At that time, its product line, which currently includes the LifeDrive, Treo, Tungsten and Zire devices, will be branded under the Palm name.

The name change follows an agreement between PalmOne and PalmSource, the software company that was spun off from parent company Palm in October 2003. Following the spinoff, Palm changed its name to PalmOne and continued to concentrate on hardware.

At the time the two companies created a third company, called Palm Trademark Holding, of which PalmSource held a 55 percent stake. That stake will now be transferred to PalmOne for $30 million, the companies said.

PalmOne also renewed its operating system license from PalmSource through 2009 for a minimum royalty of $148.5 million.

The agreement comes amid upheaval at PalmSource. David Nagel, its CEO, resigned Sunday.

PalmSource will charge $2.6 million for the quarter ending June 3 as part of Nagel's severance agreement, the company disclosed on Tuesday in a filing with the Securities and Exchange Commission.
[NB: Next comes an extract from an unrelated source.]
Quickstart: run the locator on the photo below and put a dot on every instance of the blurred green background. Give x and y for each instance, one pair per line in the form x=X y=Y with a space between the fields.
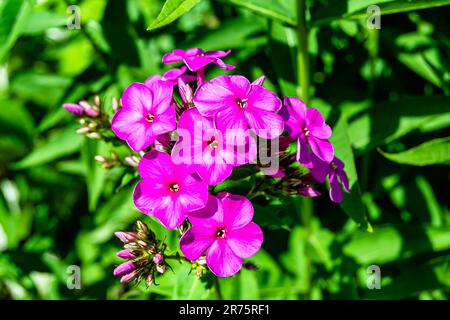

Nagel will remain with the company in an advisory role until July 15, after which he will vest his 268,445 remaining shares of restricted stock.

Nagel's severance package is as lucrative as his hefty compensation package, which the company used to lure him away from his job at AT&T in 2001. Under the terms of his employment letter, Nagel received a starting salary of $620,000, a $200,000 hiring bonus, a Palm stock grant and the option to buy a significant portion of the operating system business.

As part of the agreement, PalmOne has granted PalmSource certain rights to Palm trademarks for PalmSource and its licensees for a four-year transition period, but the companies have not said what will happen after that.

A new logo will be unveiled later this summer, said PalmOne. It is not clear whether this will entail changing the current practice of using a lower case "p" and the number "1" in place of the letter "l."

Matt Loney of ZDNet UK reported from London. Reuters contributed to this report.